Pharmacokinetics and Safety of a Single Dose and Multiple Doses of Allisartan Isoproxil, an Angiotensin II Receptor Blocker, in Healthy Chinese People.

Allisartan isoproxil (AI) is a blocker of the angiotensin II type 1 receptor. We evaluated the safety and pharmacokinetics of single- and multiple-dose AI in healthy Chinese individuals. Participants were assigned to receive AI or placebo.
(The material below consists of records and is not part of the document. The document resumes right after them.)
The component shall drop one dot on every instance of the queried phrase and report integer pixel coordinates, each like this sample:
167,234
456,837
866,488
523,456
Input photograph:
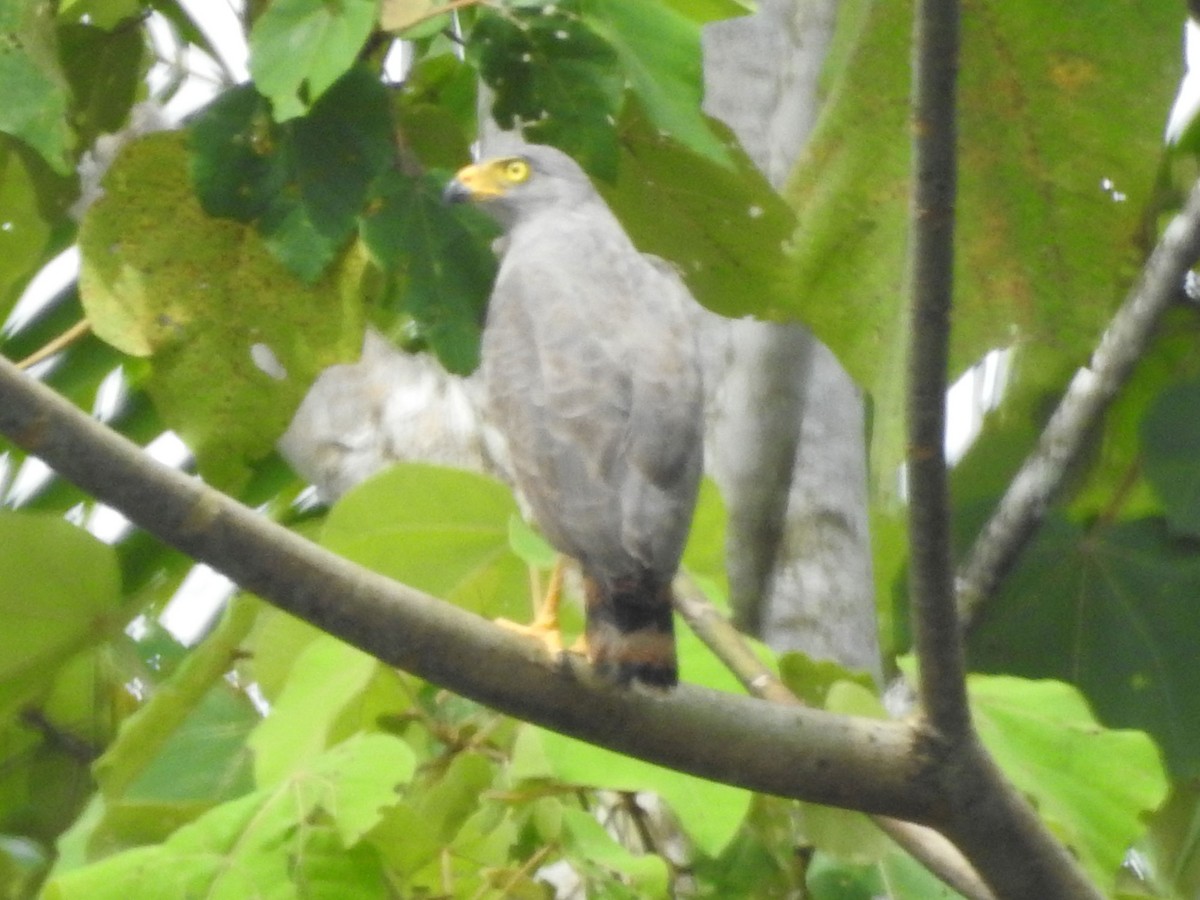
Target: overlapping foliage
226,265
Plasma concentration of EXP3174 (carboxylic acid derivative) was measured using liquid chromatography-tandem mass spectrometry. Pharmacokinetic parameters were determined by noncompartmental methods. Twelve subjects were enrolled, and the ratio of men to women was 5:1. Main pharmacokinetic parameters of EXP3174 after single and multiple doses of AI were a mean maximum concentration in plasma (Cmax ) of 2242 ± 1037 ng/mL and median time to reach Cmax (Tmax ) of 3.5 hours (2.5-8 hours). The median Tmax, at steady state was 4.0 hours (1.5-8 hours). The mean Cmax at steady state (Cmax, SS ) was 2047 ± 1050 ng/mL. In terms of EXP3174, there was no significant difference in the Cmax, SS , area under the curve from time zero to 24 hours of quantifiable concentration at steady state (AUC0-24 SS ), and AUC0-72 after multiple doses of AI. Serious adverse events did not occur. These data suggest that AI is safe and well tolerated in healthy Chinese individuals at a single dose of 480 or 480 mg once daily for 7 days.